Sports. Honestly. Since 2011

Arizona Bowl Preview: One Bowl Too Many?

A preview of the 2015 Arizona Bowl--a bowl game that probably shows that we have one too many

It’s an old refrain nowadays. We hear it often, in one version or another. There are too many bowl games. Bowl games reward mediocrity. Bowl games are participation trophies. 6-6 (or now 5-7) teams don’t belong in bowls.

The bowl season keeps expanding as more sites look to host games, more sponsor are finding games to pay for, and more fans are watching bowl games. The explosion of bowl games has been amazing for college football, drawing attention to teams that usually wouldn’t get this much attention.

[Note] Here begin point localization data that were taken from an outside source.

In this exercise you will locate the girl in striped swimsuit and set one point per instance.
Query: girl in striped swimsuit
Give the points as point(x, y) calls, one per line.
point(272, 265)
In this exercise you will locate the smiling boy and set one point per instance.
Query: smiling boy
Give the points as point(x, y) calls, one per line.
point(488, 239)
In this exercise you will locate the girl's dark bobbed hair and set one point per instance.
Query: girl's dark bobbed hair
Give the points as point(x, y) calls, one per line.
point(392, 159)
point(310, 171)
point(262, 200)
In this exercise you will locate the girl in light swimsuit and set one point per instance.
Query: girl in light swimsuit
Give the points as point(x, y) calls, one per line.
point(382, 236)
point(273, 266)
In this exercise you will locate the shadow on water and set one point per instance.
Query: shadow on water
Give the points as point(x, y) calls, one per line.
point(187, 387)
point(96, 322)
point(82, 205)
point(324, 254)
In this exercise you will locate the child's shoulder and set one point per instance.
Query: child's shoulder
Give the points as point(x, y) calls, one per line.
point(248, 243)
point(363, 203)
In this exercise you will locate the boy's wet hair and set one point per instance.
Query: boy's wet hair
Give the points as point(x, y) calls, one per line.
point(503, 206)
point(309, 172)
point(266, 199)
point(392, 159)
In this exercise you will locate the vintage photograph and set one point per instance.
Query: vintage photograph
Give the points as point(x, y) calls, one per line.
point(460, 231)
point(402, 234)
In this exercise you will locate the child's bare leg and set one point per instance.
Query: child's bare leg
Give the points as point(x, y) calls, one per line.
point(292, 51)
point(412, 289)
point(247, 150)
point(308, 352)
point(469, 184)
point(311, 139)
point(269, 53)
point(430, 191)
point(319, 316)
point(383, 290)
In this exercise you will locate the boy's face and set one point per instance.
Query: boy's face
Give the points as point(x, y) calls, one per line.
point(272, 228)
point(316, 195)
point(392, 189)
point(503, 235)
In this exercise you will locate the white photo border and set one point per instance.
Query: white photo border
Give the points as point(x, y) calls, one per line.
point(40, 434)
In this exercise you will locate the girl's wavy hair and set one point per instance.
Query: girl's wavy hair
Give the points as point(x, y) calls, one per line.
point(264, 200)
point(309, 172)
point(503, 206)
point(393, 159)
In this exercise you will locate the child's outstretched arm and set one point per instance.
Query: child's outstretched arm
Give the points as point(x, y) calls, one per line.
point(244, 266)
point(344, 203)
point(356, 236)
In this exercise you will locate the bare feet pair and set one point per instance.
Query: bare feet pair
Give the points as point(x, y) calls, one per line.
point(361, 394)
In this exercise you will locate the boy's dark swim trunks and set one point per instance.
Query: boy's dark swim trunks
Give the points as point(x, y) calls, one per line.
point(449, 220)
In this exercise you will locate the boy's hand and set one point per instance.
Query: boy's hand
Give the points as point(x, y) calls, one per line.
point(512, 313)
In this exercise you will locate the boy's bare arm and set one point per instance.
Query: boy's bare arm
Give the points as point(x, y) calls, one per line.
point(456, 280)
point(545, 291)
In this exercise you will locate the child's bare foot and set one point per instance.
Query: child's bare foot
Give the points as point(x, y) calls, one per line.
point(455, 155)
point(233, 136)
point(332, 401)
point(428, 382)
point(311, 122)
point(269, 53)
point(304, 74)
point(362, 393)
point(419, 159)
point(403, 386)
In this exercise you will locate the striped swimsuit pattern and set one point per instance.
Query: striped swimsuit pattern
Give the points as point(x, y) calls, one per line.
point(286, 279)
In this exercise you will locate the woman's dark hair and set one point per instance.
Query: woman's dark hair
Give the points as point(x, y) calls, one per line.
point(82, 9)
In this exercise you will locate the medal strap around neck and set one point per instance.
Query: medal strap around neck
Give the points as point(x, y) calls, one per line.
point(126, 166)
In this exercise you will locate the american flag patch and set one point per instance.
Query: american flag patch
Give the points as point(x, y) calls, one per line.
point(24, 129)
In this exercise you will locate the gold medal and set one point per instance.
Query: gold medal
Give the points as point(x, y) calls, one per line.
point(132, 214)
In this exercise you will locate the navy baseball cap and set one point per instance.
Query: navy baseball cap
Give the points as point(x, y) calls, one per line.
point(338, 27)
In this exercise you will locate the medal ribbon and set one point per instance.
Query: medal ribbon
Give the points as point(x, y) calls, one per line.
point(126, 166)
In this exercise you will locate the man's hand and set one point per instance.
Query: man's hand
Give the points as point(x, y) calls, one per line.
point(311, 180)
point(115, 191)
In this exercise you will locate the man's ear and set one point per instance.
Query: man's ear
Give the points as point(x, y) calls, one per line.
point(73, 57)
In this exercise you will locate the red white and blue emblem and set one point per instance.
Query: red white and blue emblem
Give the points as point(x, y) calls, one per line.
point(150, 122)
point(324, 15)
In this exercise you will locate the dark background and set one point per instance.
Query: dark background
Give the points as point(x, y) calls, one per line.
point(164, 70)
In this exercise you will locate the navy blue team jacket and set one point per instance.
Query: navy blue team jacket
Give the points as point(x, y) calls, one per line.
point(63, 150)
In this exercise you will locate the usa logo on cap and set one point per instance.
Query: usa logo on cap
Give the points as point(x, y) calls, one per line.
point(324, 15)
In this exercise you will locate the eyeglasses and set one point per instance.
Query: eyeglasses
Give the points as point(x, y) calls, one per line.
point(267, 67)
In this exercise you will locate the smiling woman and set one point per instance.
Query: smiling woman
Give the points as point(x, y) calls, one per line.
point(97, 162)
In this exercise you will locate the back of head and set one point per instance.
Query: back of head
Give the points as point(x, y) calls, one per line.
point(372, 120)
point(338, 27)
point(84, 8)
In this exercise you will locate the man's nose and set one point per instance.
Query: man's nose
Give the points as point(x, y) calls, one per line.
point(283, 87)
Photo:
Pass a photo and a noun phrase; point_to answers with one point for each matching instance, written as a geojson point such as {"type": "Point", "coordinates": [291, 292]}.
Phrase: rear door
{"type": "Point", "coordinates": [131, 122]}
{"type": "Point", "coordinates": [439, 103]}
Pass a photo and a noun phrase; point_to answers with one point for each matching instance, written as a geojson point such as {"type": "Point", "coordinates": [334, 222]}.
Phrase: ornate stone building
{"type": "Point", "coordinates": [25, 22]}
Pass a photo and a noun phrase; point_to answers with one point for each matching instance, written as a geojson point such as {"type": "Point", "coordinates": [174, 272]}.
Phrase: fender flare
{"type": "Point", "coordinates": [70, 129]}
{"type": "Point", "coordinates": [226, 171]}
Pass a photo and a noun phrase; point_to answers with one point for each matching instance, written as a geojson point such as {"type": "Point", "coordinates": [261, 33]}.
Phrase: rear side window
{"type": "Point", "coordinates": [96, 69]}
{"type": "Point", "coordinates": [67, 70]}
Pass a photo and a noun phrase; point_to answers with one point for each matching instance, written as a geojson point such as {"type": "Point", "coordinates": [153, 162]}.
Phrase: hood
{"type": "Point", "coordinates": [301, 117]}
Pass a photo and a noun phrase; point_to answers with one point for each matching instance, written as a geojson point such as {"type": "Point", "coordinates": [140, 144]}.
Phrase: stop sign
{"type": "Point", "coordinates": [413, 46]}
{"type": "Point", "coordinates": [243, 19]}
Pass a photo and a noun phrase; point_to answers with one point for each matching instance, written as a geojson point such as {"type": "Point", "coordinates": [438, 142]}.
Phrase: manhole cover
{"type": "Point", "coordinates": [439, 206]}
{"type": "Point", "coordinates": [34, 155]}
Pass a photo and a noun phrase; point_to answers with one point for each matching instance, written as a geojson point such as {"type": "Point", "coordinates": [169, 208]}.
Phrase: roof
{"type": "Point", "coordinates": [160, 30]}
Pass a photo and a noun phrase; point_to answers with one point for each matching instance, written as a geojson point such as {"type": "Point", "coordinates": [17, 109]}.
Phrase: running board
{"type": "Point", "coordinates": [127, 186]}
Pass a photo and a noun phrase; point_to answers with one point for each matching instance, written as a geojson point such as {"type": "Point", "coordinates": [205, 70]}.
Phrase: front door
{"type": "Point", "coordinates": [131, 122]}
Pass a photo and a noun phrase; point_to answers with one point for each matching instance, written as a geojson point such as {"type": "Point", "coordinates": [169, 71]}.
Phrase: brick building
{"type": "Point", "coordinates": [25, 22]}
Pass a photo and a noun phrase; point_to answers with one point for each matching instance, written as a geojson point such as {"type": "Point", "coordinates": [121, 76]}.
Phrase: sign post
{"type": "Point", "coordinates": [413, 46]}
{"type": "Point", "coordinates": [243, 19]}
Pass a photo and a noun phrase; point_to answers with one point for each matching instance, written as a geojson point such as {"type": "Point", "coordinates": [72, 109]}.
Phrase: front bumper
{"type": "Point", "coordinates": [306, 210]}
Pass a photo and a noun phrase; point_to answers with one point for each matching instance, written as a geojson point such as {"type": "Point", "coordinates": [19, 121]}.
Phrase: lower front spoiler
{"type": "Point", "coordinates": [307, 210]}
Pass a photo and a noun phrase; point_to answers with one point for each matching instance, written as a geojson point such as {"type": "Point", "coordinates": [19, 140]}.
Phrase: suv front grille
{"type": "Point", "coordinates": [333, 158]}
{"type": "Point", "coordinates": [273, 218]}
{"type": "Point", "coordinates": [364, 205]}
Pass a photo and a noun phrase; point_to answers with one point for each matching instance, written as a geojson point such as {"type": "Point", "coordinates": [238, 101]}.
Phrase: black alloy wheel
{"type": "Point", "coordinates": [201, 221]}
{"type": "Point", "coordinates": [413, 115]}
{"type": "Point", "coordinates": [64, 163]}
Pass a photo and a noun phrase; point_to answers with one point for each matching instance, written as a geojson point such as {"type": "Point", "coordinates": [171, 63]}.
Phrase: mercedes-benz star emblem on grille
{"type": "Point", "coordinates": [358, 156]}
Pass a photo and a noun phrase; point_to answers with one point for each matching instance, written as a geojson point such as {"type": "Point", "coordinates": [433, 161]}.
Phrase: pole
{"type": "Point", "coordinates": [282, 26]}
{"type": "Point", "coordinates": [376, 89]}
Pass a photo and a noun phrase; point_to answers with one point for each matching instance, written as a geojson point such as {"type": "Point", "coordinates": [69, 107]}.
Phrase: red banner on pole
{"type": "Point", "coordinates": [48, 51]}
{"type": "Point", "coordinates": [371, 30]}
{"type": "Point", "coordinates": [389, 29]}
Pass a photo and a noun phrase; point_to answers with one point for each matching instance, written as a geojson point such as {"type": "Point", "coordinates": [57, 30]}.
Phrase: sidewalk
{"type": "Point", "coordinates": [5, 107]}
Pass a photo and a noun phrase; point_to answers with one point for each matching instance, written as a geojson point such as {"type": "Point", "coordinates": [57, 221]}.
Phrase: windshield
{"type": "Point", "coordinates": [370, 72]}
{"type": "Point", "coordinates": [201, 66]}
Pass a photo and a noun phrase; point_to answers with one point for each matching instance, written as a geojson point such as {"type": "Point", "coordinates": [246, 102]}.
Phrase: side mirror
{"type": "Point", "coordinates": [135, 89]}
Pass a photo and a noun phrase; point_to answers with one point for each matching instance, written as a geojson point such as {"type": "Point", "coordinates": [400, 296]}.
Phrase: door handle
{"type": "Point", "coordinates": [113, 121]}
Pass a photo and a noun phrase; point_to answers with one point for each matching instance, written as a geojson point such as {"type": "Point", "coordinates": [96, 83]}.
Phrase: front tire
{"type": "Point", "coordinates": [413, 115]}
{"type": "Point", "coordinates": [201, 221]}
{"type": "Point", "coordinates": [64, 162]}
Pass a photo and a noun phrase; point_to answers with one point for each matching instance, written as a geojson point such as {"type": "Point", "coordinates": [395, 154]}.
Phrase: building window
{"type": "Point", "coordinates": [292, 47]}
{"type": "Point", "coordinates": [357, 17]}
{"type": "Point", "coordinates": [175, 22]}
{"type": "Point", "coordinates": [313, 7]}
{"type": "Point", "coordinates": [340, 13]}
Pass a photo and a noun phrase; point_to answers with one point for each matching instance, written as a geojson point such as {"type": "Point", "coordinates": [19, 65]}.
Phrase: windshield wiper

It’s also been awesome for fans because, be honest, what fan really doesn’t want to see more college football? The arguments for bowl expansion have soundly defeated the arguments against, as have pure market forces.

That is, until now. This year, there are 40 bowl games (41 including the National Championship Game). This season shows us that 39 is probably the absolute limit.

The Nova Home Loans Arizona Bowl will not be televised nationally (even if you have a good cable package) and will feature two teams from the Mountain West Conference. MWC commissioner Craig Thompson pointed out, and rightly so, that the lack of regulation of how to select the eligible 5-7 teams led us to this situation. If all 6-6 teams were placed first, we probably would have ended up with Minnesota vs Nevada in this game and Colorado State vs Central Michigan in the Quick Lane Bowl–two matchups that probably would have had better television appeal and will probably be better games. But it is what it is and this is what we get; we will see (or probably not see) a conference matchup in bowl for the first time in over three decades. At least it’s not a regular season rematch.

On to the matchup itself. Colorado State is a moderately talented mid-major team that was clearly coached incredibly well by Jim McElwain the past few seasons. With McElwain now at Florida, the Rams seem to be falling back to earth. They are still in the top half of the Mountain West, but they are clearly not the same team as they were under McElwain. They did not have the raw talent to be a 10-win team when McElwain was there, as evidenced by their blowout loss to Utah in last year’s bowl game, but McElwain brought them to that plateau anyway (sounds kind of lack McElwain’s Florida team this year). People expect far too much from Colorado State right now, but they are definitely a program heading in the right direction, even if they are suffering from the loss of a great coach right now.

Nevada, on the other hand, hasn’t quite been the same since Chris Ault’s retirement in 2012. The program did not successfully build off the success that Colin Kaepernick and a Top 15 season brought them, which has to be a tremendous disappointment to the administration in Reno. The program is in a bowl for the second straight season, as the Wolf Pack got walloped by ULL 16-3 in last year’s New Orleans Bowl. (Chris Ault is an amazing coach who invented the pistol offense, by the way, and will coach Rhinos Milano of the Italian Football League this coming season; that should be fun to check out.)

Both of these teams are run-heavy, though Nevada does it more out of an option set from the pistol formation while Colorado State is a pro-set offense. The player in this game to watch will be Rashard Higgins, Colorado State’s NFL-caliber receiver. Higgins missed Colorado State’s game against Minnesota, which the Rams lost in overtime. In fact, both of these teams went 0-2 against Power 5 competition, with Nevada getting blown out by Arizona and Texas A&M and Colorado State losing in overtime to each of Minnesota and Colorado.

Being a conference matchup, this game does not have much going for it in the way of bragging rights or fan interest from different areas of the country. But it is probably going to be meaningful for the players and Tucson is a beautiful city to play a football game in in December. Maybe the Arizona Bowl could even someday become a premier Group of 5 bowl. For now, though, it’s a bowl that feels extraneous. And if you want to watch it, well, you should hope that your local The CW or MyNetworkTV affiliate chooses to air it. It isn’t being broadcast on any channel. It is being broadcast by ASN (American Sports Network), which is a network that produces games which are then aired by partners owned by the Sinclair Broadcast Group (like The CW and MyNetworkTV). To say the least, the Arizona Bowl is starting from the humblest of beginnings. Let’s hope that it provides an amazing atmosphere for fans or a compelling game (for those who can see it), because without either of those, it will without question become the game that we will all recognize to have been one bowl too many.